PIP-393: Improve performance of Negative Acknowledgement

Background knowledge

Negative Acknowledgement is a feature in Pulsar that allows consumers to trigger the redelivery of a message after some time when they fail to process it. When user calls negativeAcknowledge method, NegativeAcksTracker in ConsumerImpl will add an entry into the map NegativeAcksTracker.nackedMessages, mapping the message ID to the redelivery time. When the redelivery time comes, NegativeAcksTracker will send a redelivery request to the broker to redeliver the message.

Motivation

There are many issues with the current implementation of Negative Acknowledgement in Pulsar:

  • the memory occupation is high.
  • the code execution efficiency is low.
  • the redelivery time is not accurate.
  • multiple negative ack for messages in the same entry(batch) will interfere with each other. All of these problem is severe and need to be solved.

Memory occupation is high

After the improvement of https://github.com/apache/pulsar/pull/23582, we have reduce half more memory occupation of NegativeAcksTracker by replacing HashMap with ConcurrentLongLongPairHashMap. With 1 million entry, the memory occupation decrease from 178MB to 64MB. With 10 million entry, the memory occupation decrease from 1132MB to 512MB. The average memory occupation of each entry decrease from 1132MB/10000000=118byte to 512MB/10000000=53byte.

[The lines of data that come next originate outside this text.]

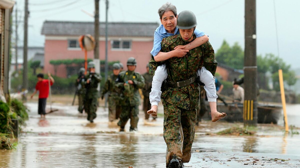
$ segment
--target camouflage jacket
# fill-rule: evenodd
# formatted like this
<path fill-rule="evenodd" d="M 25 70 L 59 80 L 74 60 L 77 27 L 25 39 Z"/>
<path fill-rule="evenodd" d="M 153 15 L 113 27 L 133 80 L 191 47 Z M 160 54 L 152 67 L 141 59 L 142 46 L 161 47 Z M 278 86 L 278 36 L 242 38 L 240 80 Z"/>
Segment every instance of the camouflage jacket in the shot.
<path fill-rule="evenodd" d="M 149 94 L 151 92 L 151 88 L 152 88 L 152 80 L 153 76 L 148 72 L 143 74 L 143 77 L 145 79 L 145 85 L 142 89 L 144 97 L 149 97 Z"/>
<path fill-rule="evenodd" d="M 133 82 L 133 84 L 128 83 L 128 80 L 130 80 Z M 121 72 L 116 81 L 116 87 L 121 89 L 121 105 L 138 106 L 140 102 L 139 89 L 143 88 L 145 83 L 143 76 L 138 72 L 128 71 Z M 126 84 L 124 85 L 124 83 Z"/>
<path fill-rule="evenodd" d="M 108 93 L 110 96 L 119 96 L 120 94 L 119 91 L 118 91 L 119 89 L 115 86 L 116 80 L 118 77 L 118 75 L 115 75 L 113 74 L 108 76 L 101 92 L 101 96 L 104 95 L 106 93 Z"/>
<path fill-rule="evenodd" d="M 194 39 L 196 38 L 194 35 Z M 180 35 L 168 37 L 163 39 L 161 50 L 168 52 L 174 50 L 179 45 L 184 45 L 190 42 L 185 42 Z M 154 74 L 156 67 L 165 64 L 168 73 L 167 80 L 174 83 L 186 80 L 196 75 L 196 72 L 202 66 L 214 75 L 217 68 L 214 49 L 209 42 L 190 50 L 184 56 L 173 57 L 164 61 L 157 63 L 153 57 L 149 62 L 150 73 Z M 171 104 L 187 110 L 196 108 L 199 103 L 199 91 L 196 82 L 178 89 L 168 87 L 164 91 L 161 97 Z"/>
<path fill-rule="evenodd" d="M 101 82 L 102 77 L 97 73 L 90 74 L 88 72 L 86 75 L 85 80 L 81 83 L 82 86 L 86 89 L 87 98 L 92 98 L 98 97 L 99 96 L 97 88 L 98 84 Z M 89 83 L 88 83 L 87 80 L 90 80 Z"/>

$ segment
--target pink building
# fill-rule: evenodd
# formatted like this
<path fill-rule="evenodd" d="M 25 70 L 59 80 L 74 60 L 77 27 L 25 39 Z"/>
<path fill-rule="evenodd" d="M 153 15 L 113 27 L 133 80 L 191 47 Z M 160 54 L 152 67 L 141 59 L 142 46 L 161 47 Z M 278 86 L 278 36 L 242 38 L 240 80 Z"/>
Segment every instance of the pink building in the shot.
<path fill-rule="evenodd" d="M 100 23 L 100 58 L 105 59 L 105 24 Z M 136 58 L 136 71 L 146 71 L 146 65 L 151 58 L 150 51 L 153 46 L 154 31 L 159 25 L 156 23 L 108 23 L 108 61 L 119 61 L 126 67 L 127 59 Z M 93 22 L 50 21 L 44 22 L 42 34 L 45 35 L 44 70 L 54 74 L 52 60 L 84 58 L 84 53 L 79 46 L 79 36 L 93 35 Z M 94 58 L 94 52 L 88 54 Z M 66 66 L 61 65 L 57 70 L 57 76 L 66 77 Z"/>

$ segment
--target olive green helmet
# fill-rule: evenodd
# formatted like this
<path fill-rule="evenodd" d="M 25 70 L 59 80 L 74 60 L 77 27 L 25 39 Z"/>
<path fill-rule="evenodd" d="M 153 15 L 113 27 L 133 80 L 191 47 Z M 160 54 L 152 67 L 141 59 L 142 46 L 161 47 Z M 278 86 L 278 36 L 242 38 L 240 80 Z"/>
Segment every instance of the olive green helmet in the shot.
<path fill-rule="evenodd" d="M 130 57 L 127 60 L 128 65 L 136 65 L 136 60 L 135 58 L 133 57 Z"/>
<path fill-rule="evenodd" d="M 178 15 L 176 26 L 178 29 L 189 29 L 196 26 L 196 16 L 191 11 L 184 10 Z"/>
<path fill-rule="evenodd" d="M 121 68 L 124 68 L 124 65 L 123 65 L 123 64 L 122 64 L 121 62 L 119 62 L 119 65 L 120 65 L 120 67 Z"/>
<path fill-rule="evenodd" d="M 95 67 L 95 63 L 93 61 L 91 61 L 88 64 L 88 68 L 94 68 Z"/>
<path fill-rule="evenodd" d="M 79 71 L 78 73 L 79 74 L 84 74 L 86 72 L 86 69 L 84 68 L 81 68 L 79 69 Z"/>
<path fill-rule="evenodd" d="M 120 64 L 118 63 L 115 63 L 112 65 L 112 69 L 120 69 Z"/>

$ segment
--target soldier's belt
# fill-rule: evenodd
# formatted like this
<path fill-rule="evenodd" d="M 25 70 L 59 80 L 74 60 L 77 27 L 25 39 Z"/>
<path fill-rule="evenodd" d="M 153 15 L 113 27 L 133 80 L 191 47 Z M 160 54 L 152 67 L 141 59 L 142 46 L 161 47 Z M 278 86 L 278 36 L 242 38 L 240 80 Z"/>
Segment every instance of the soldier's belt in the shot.
<path fill-rule="evenodd" d="M 196 77 L 193 77 L 185 80 L 183 80 L 175 83 L 168 83 L 168 85 L 169 87 L 173 88 L 179 88 L 190 85 L 196 81 Z"/>

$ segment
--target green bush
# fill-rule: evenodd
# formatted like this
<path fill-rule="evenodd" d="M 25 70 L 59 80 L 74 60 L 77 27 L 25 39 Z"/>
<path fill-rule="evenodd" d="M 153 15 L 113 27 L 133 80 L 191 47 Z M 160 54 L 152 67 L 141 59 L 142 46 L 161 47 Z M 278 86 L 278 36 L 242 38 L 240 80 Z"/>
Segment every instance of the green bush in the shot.
<path fill-rule="evenodd" d="M 10 101 L 10 107 L 12 111 L 19 116 L 19 125 L 24 125 L 25 121 L 28 119 L 28 109 L 22 103 L 16 99 L 13 99 Z"/>
<path fill-rule="evenodd" d="M 6 133 L 9 132 L 9 107 L 7 104 L 0 101 L 0 133 Z"/>

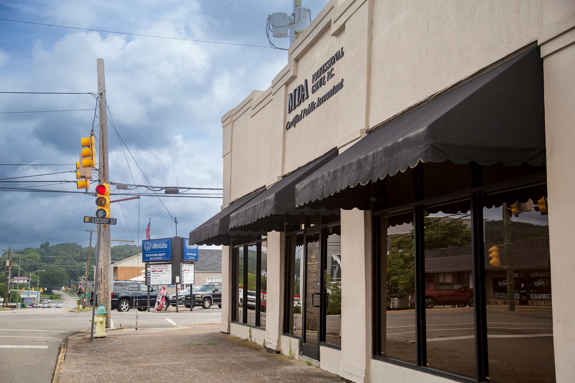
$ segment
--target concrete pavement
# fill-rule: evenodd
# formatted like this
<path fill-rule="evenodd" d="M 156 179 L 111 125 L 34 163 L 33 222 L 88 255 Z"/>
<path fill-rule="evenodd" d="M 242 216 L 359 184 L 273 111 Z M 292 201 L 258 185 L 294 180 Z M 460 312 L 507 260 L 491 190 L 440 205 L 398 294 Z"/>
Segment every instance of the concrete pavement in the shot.
<path fill-rule="evenodd" d="M 221 334 L 218 325 L 109 330 L 106 338 L 94 342 L 86 332 L 68 338 L 55 383 L 340 382 L 338 376 Z"/>

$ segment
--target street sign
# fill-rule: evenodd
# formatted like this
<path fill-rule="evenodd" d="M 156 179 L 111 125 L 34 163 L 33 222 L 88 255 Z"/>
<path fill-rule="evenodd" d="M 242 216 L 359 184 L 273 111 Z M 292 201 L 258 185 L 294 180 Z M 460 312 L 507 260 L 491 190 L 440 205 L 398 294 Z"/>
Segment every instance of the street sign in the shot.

But it is not enough. Assuming that we negative ack message 10k/s, assigning 1h redelivery delay for each message, the memory occupation of NegativeAcksTracker will be 3600*10000*53/1024/1024/1024=1.77GB, if the delay is 5h, the required memory is 3600*10000*53/1024/1024/1024*5=8.88GB, which increase too fast.

Code execution efficiency is low

Currently, each time the timer task is triggered, it will iterate all the entries in NegativeAcksTracker.nackedMessages, which is unnecessary. We can sort entries by timestamp and only iterate the entries that need to be redelivered.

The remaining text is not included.